Research
My research focuses on GreenCode Computing. We analyze the power consumption of AI models, study the energy consumption and impact made by cloud computing and data centers, and also delve into carbon aware algorithm designs.
Research Projects
These are projects that I have done due to in class assignments or of my own volition.
- Windows API Eye Tracking Project (Spring 2024)
- Leveraged the Windows API to create handles that would register keyboard inputs as mouse inputs. We would then locate the position of the iris relative to the screen in order to simulate pointing with a mouse. The error rate was less than roughly 5 pixels. This was intended for for a human ergonomics project.
- CloudSim Temporal Shifting Simulation (Fall 2023)
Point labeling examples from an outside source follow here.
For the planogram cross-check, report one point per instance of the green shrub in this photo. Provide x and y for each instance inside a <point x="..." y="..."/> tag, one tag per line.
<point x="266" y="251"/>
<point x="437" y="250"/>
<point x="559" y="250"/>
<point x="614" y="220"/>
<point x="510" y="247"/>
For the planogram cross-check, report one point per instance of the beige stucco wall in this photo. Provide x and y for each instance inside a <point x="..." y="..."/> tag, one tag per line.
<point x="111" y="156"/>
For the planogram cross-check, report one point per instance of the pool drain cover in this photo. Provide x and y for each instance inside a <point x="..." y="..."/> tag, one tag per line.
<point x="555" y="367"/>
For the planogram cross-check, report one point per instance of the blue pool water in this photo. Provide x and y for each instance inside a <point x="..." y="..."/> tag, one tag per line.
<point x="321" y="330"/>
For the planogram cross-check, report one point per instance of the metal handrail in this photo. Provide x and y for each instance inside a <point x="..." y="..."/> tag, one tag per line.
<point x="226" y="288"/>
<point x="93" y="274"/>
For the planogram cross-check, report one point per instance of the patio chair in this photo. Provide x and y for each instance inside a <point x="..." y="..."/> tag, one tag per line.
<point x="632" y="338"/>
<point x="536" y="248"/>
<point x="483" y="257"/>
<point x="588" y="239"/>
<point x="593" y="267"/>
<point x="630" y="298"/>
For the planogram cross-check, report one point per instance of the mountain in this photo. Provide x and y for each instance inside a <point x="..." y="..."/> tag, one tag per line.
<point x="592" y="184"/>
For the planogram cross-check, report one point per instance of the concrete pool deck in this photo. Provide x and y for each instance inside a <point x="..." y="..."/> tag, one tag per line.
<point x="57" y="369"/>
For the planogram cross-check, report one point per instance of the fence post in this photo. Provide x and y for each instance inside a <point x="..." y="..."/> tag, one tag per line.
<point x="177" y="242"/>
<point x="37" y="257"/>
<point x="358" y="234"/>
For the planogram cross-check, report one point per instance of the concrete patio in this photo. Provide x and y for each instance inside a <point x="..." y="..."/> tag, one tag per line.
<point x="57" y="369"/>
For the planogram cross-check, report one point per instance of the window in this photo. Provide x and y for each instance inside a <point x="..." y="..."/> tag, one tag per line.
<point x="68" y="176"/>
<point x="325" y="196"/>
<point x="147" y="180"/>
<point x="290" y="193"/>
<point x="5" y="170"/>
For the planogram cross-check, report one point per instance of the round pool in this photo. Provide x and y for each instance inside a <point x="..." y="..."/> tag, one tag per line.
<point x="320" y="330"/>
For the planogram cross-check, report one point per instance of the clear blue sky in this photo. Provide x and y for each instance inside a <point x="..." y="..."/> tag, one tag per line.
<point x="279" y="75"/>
- Leveraged CloudSim, a Cloud simulator built using Java, to append sustainability features. These features included creating temporal shifting simulations that would delay processes during times of lower carbon intensity. It would then show users statistics such as the number of hours delayed and the pounds of carbon emissions that were saved.
- IntellEco Translate (Fall 2022)
- By analyzing four years of data, we made a carbon-aware translation service that was deployed in the cloud. Based on real-time carbon emissions data gathered from an API, we would send user requests to different translation models deployed in different parts of the world based on which region had the lowest carbon intensity at the time. We created the frontend and backend using the tools listed.
Publications
Papers that I have worked on that were submitted to conferences and journals:
- D. Chen, N. Soto, J. F. Tuttle and Z. Zong, "Understanding Multi-Dimensional Efficiency of Fine-Tuning Large Language Models Using SpeedUp, MemoryUp, and EnergyUp," 2024 IEEE International Parallel and Distributed Processing Symposium Workshops (IPDPSW), San Francisco, CA, USA, 2024, pp. 929-937, doi: 10.1109/IPDPSW63119.2024.00162.
- B. Everman, T. Villwock, D. Chen, N. Soto, O. Zhang and Z. Zong, "Evaluating the Carbon Impact of Large Language Models at the Inference Stage," 2023 IEEE International Performance, Computing, and Communications Conference (IPCCC), Anaheim, CA, USA, 2023, pp. 150-157, doi: 10.1109/IPCCC59175.2023.10253886.